The methods used for whole blood processing, preservation, and storage are important considerations in circulating tumor DNA analysis [25, 27, 28]. Our results indicate that BCTs are preferable for the collection of circulating DNA in a clinical setting due to their favorable storage and shipping conditions. Other studies indicated that BCTs are preferable for the room-temperature preservation of cfDNA for up to 5 days and for preventing the release of genomic DNA, both in oncology and prenatal diagnostics [29,30,31,32].

Several pre-analytical steps are crucial to obtain good concordant mutation results between liquid biopsy and FFPE samples, beyond the natural behavior of the tumor, its shedding capacity and clinical stage (III or IV), the inter- and intratumoral heterogeneity, and tumor type. Some are related to the sample handling, including plasma extraction protocols, freeze/thaw cycles, sample shipment, and timing, which can affect the final mutation analysis of the EGFR gene in liquid biopsy.

We analyzed all discordant cases in duplicate to rule out the presence of artifacts. However, we did not include any additional methods to resolve discordant results because the protocol used to analyze the EGFR mutations was designed to consume all cfDNA obtained in each extraction. We thus had no additional cfDNA to perform further analysis with any high-sensitivity technique that might be recommended, such as droplet digital PCR or BEAMing. In line with ASCO-CAP recommendations [18], we compared the EGFR mutation results with those of some FFPE samples that had been previously analyzed in our laboratory with the cobas® EGFR Mutation Test v1, which is approved for mutation analysis in FFPE samples [33]. In this comparison, we only observed one EGFR mutant (Del19) in an FFPE sample, which was also detected by BCT analysis 2 months later.

In addition, our results are consistent with others showing that cfDNA BCTs can replace the standard collection and transport method due to their strong ability to detect tumor-specific mutations in key driver genes such as BRAF, KRAS, and PIK3CA in various solid cancers [34] and additional genes (EGFR and c-KIT) tested by BEAMing or Safe-SeqS procedures [35].

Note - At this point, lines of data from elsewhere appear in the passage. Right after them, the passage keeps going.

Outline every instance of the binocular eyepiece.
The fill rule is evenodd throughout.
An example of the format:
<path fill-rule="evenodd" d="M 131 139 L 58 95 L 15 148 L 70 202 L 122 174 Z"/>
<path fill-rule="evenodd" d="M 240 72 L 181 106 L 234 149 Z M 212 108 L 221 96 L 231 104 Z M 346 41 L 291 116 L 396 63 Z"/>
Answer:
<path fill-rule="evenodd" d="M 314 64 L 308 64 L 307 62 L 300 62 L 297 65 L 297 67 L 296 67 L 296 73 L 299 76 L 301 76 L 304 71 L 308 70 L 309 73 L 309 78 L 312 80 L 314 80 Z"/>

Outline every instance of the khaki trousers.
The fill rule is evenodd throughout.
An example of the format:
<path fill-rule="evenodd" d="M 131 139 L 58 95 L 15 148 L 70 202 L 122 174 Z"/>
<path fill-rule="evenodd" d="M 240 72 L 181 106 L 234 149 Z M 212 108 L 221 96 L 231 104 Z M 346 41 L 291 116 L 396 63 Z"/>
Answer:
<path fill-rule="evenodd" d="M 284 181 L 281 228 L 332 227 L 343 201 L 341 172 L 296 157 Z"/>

These cfDNA BCTs have some additional advantages in the collection and shipment processes: (1) they eliminate the need for onsite plasma processing and additional manipulation of samples by different individuals in the laboratories, reducing the variability in the pre-analytical steps and allowing standard room-temperature shipping to the testing laboratory; (2) they provide a more standardized protocol that can be easily implemented in clinical laboratory routine; and (3) the process is less expensive. The price of EDTA tubes and dry ice special courier services is about €78 per sample, whereas BCTs and standard courier is about €11. Additionally, the dry ice service in this study has been established at once per week, which directly affects the EGFR test turnaround time.

This study has some limitations, such as a low number of samples included and a lack of extra cfDNA to perform additional experiments to elucidate the numbers of positive and negatives cases with both approaches.

Conclusions

The use of cfDNA BCTs for the EGFR mutation analysis in liquid biopsy presents the same sensitivity as the current methodology, and very high specificity. These cfDNA BCTs have additional advantages in the collection and further shipment processes. Therefore, due to their high performance, these tubes can be perfectly incorporated into the clinical routine for this EGFR mutational determination.